How to Make a Movie Trailer. Those big-budget movie trailers require an orchestra and hours at an editing bay, but any aspiring filmmaker can make a trailer to their movie, regardless of the amount of cash in their bank account. And if you have good editing software, a creative mind and a great movie to work with, make a movie trailer that'll advertise your film and expose it to a wider audience.
Watch lots of movie trailers and take notes. The best trailers pull the viewer into the movie's plot and characters without giving away too much. Look at trailers for comedies like "Borat" or "The Simpsons' Movie" for how to use the best bits from a funny movie without revealing the plot. For dramas or indies, look at the classy and haunting images and music in the trailer for "Requiem for a Dream."
Master the use of popular editing software like iMovie or Ulead Video Studio. These software packages contain storyboard, trimming and title functions, and provide access to quick and easy frame transitions. They'll provide most of the visual and audio functions an independent filmmaker needs.

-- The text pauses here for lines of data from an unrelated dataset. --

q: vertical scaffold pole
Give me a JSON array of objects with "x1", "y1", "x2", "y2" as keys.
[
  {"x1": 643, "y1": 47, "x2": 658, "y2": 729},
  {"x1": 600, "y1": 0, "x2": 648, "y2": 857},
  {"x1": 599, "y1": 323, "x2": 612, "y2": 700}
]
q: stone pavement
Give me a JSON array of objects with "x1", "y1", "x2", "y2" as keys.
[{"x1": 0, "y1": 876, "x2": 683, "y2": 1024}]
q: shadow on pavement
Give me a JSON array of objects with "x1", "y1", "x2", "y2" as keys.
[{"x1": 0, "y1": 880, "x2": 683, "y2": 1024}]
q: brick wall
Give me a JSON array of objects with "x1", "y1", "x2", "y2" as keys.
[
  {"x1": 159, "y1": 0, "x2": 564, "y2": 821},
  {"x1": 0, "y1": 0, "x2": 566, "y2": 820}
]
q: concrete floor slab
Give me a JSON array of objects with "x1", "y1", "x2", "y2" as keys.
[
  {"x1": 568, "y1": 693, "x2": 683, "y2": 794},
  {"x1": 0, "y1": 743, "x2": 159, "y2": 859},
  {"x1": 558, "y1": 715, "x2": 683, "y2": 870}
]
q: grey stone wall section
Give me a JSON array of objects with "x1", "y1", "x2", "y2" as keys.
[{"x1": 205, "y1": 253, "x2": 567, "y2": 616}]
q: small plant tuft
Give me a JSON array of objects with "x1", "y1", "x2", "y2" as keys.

Sketch a storyboard for your trailer. You can use editing software or do it the old-fashioned way, with pen and paper. If you're clear with your concept at the outset, it'll save you time and frustration at the computer later.

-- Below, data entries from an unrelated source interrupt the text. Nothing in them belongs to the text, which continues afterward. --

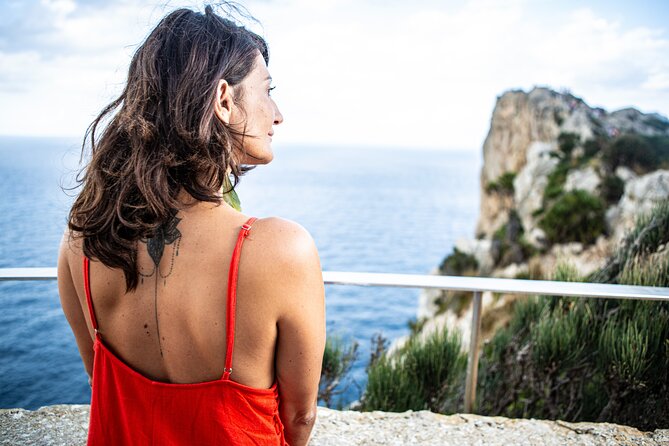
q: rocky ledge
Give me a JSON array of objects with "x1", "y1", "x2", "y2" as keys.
[{"x1": 0, "y1": 405, "x2": 669, "y2": 446}]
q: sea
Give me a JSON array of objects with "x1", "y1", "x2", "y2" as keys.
[{"x1": 0, "y1": 137, "x2": 482, "y2": 409}]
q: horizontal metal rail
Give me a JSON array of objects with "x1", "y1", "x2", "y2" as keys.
[
  {"x1": 0, "y1": 268, "x2": 669, "y2": 300},
  {"x1": 0, "y1": 268, "x2": 669, "y2": 413}
]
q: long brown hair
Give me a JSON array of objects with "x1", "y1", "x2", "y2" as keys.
[{"x1": 68, "y1": 6, "x2": 269, "y2": 291}]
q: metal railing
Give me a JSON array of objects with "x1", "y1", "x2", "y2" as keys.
[{"x1": 0, "y1": 268, "x2": 669, "y2": 413}]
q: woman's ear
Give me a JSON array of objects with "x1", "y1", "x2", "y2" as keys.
[{"x1": 214, "y1": 79, "x2": 233, "y2": 124}]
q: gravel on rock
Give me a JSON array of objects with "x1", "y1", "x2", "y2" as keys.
[{"x1": 0, "y1": 405, "x2": 669, "y2": 446}]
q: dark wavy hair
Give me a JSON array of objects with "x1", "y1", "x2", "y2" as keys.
[{"x1": 68, "y1": 6, "x2": 269, "y2": 291}]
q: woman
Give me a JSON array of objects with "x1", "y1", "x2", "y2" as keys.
[{"x1": 58, "y1": 7, "x2": 325, "y2": 445}]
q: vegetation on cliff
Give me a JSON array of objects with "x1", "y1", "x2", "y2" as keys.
[{"x1": 363, "y1": 201, "x2": 669, "y2": 429}]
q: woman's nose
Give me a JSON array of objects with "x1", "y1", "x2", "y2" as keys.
[{"x1": 274, "y1": 99, "x2": 283, "y2": 125}]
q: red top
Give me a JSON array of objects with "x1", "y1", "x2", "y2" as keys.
[{"x1": 84, "y1": 218, "x2": 286, "y2": 446}]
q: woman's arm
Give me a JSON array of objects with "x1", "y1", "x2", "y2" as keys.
[
  {"x1": 58, "y1": 232, "x2": 93, "y2": 384},
  {"x1": 258, "y1": 219, "x2": 325, "y2": 446}
]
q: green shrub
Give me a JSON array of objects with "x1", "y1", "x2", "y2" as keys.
[
  {"x1": 439, "y1": 248, "x2": 479, "y2": 276},
  {"x1": 478, "y1": 201, "x2": 669, "y2": 430},
  {"x1": 602, "y1": 133, "x2": 669, "y2": 173},
  {"x1": 486, "y1": 172, "x2": 516, "y2": 195},
  {"x1": 318, "y1": 336, "x2": 358, "y2": 407},
  {"x1": 558, "y1": 132, "x2": 581, "y2": 158},
  {"x1": 539, "y1": 189, "x2": 606, "y2": 244},
  {"x1": 583, "y1": 137, "x2": 606, "y2": 159},
  {"x1": 644, "y1": 116, "x2": 669, "y2": 132},
  {"x1": 362, "y1": 328, "x2": 466, "y2": 412},
  {"x1": 600, "y1": 175, "x2": 625, "y2": 204}
]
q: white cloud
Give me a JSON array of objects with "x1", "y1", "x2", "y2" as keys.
[{"x1": 0, "y1": 0, "x2": 669, "y2": 149}]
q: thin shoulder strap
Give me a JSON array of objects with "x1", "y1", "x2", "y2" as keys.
[
  {"x1": 84, "y1": 256, "x2": 98, "y2": 336},
  {"x1": 222, "y1": 217, "x2": 257, "y2": 379}
]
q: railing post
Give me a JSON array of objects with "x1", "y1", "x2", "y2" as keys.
[{"x1": 465, "y1": 291, "x2": 481, "y2": 413}]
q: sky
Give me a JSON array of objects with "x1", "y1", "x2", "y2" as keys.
[{"x1": 0, "y1": 0, "x2": 669, "y2": 150}]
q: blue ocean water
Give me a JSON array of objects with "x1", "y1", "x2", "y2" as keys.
[{"x1": 0, "y1": 137, "x2": 481, "y2": 409}]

Set a budget to make your movie trailer. Decide whether you can use existing footage and music. If you need original music or edited scenes for use in the movie trailer, figure the cost and stick to it.
Contact theaters and movie marketing firms. You'll need to place your trailer in appropriate theaters anywhere from a few months to a year before its release. You may also consider including it on DVD releases of similar films.